■62分投入の松木玖生が「必殺のスルーパス」

 こうして、日韓戦は両チームとも慎重な、そして、おとなしい展開で始まった。

 韓国はスリーバック。いや、両ウィングバックも下がって5人のラインで日本の攻撃を迎え撃つ。日本は、平河悠と内野貴史の左サイドを使って攻撃するものの、人数をかけて守る韓国の守備を崩すことができない。だが、そこで無理をしてボランチやDFが攻撃参加していくこともない。

 韓国はボールを奪ったら日本陣内深くにロングボールを蹴り込んで、トップの長身FWチョン・サンビンにボールを集めてカウンターを狙ってくる。日本にとっては韓国がパスをつないできてくれればやりやすいが、ロングボールで攻撃されるのが一番、嫌なやり方だ。

 日本はボールを握る時間も長く、また、平河が切れ込んでからシュートを放ったり、右サイドで半田や藤尾翔太がパスを交換してペナルティーエリア内深くまで進入することはできたが、シュートは枠を捉えられず、前半はスコアレスのまま終了した。

 しかし、後半に入ると、キックオフから日本が右サイドでつないで、いきなりビッグチャンスが訪れた。そして、その後、次第に当たりが激しくなり、両チームとも、より攻撃的に変化。互いに前からプレスをかけはじめて、ようやく日韓戦らしい雰囲気になってくる。

 57分に韓国がチョン・サンビンのドリブルからホン・ユンサンが抜け出してチャンスを作ると、62分には日本ベンチも藤田譲瑠チマ松木玖生、佐藤恵允といった“主力組”を投入する。

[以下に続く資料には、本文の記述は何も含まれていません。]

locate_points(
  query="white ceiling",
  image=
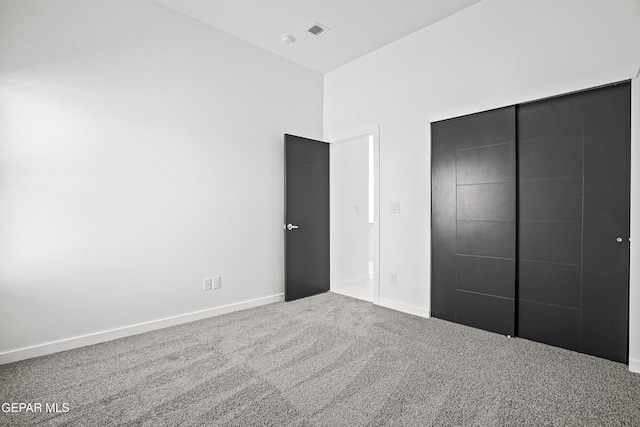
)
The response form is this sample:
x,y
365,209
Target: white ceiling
x,y
356,27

彼らの出場時間を「30分程度」に制限したのも、準々決勝以降を見据えてのことだ。

 こうして日本が次第に攻撃力を上げていくが、韓国も右サイドのホン・シフが巧みにボールを持ち込んでチャンスを作り、日本ゴールを脅かす。

 69分には、中盤で相手2人に囲まれた松木が持ちこたえただけでなく、相手を振り切ってすぐに内野航太郎への必殺のスルーパスを通して、その能力の高さを見せつけた。

 しかし、75分。韓国が右サイドからのCKから、ファーサイドのキム・ミヌが日本DFのマークを外してヘディング・シュートを決め、その後の日本の猛攻をしのぎ切って勝利をつかみ取った。